NAB filed a challenge Friday to the FCC's Dec. 26 quadrennial review order in the U.S. Court of Appeals for the D.C. Circuit, joining a number of similar challenges filed in other circuits (see 2402250001). The cases are all to be consolidated in the 8th Circuit under the order of the Judicial Panel on Multidistrict Litigation (see 2403050075). The FCC failed to meet its statutory obligation to review ownership rules every four years, exceeded its authority by tightening rules rather than relaxing them, and violated the First Amendment by limiting stations from airing multiple top-four networks on multicast channels, alleged NAB in its petition for review (docket 24-1055). The new rules are content-based restrictions on television stations outside the FCC's authority, said the petition. The FCC also ignored the will of Congress and violated the Administrative Procedure Act by not considering evidence in the record on competition faced by broadcasters. “The record shows that advertisers are increasingly diverting resources away from local radio and television stations in favor of digital promotions,” the petition said. “But the Quadrennial Order disregards these bedrock changes in the media and advertising landscape.” The court should vacate and set aside the order, NAB said.

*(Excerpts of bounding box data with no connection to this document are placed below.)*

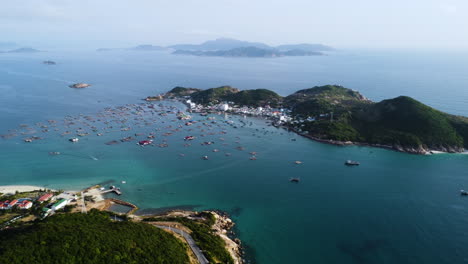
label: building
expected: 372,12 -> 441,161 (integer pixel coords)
8,199 -> 18,209
51,199 -> 68,211
218,104 -> 229,111
0,201 -> 10,210
37,193 -> 54,203
18,200 -> 32,209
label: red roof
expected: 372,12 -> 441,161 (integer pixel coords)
37,193 -> 53,202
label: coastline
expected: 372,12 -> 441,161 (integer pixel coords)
171,94 -> 460,155
0,185 -> 56,194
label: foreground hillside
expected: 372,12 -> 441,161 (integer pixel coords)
164,85 -> 468,154
0,210 -> 189,264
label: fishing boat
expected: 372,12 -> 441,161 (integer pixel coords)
345,160 -> 361,166
137,140 -> 153,147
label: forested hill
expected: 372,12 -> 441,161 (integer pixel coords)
164,85 -> 468,154
0,210 -> 189,264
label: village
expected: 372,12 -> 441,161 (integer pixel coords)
0,185 -> 133,230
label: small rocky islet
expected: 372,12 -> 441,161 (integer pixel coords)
68,83 -> 91,89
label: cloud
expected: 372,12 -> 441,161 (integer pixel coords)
440,3 -> 458,15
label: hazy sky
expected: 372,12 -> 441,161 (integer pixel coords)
0,0 -> 468,49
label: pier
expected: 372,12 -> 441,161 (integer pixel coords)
101,186 -> 122,195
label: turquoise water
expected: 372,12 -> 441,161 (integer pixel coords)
0,52 -> 468,263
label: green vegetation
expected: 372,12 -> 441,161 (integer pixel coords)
0,210 -> 189,264
284,85 -> 371,116
143,212 -> 234,264
165,85 -> 468,153
223,89 -> 282,107
303,93 -> 468,152
190,86 -> 239,104
166,86 -> 201,97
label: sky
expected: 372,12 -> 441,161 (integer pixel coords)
0,0 -> 468,49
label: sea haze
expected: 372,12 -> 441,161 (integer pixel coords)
0,51 -> 468,264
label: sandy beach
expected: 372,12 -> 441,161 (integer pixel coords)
0,185 -> 54,194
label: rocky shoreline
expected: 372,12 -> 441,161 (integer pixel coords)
210,211 -> 245,264
285,127 -> 465,155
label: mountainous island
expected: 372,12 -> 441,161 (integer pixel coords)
96,38 -> 334,58
0,48 -> 42,53
165,85 -> 468,154
173,47 -> 324,58
169,38 -> 333,57
0,185 -> 244,264
130,44 -> 166,51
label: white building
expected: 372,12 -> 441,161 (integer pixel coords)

The Judicial Panel on Multidistrict Litigation randomly picked the 6th U.S. Court of Appeals to consolidate a pair of petitions for review that challenge the FCC’s Dec. 21 report and order updating the commission’s data breach notification requirements, said its consolidation order Monday (docket MCP No. 178). The Ohio Telecom Association filed its petition Feb. 20 in the 6th Circuit (see 2402210026), and the Texas Association of Business did so two days later in the 5th Circuit (see 2402230024). Both petitions seek review on grounds that the updated data breach notification rules exceed the FCC’s statutory authority.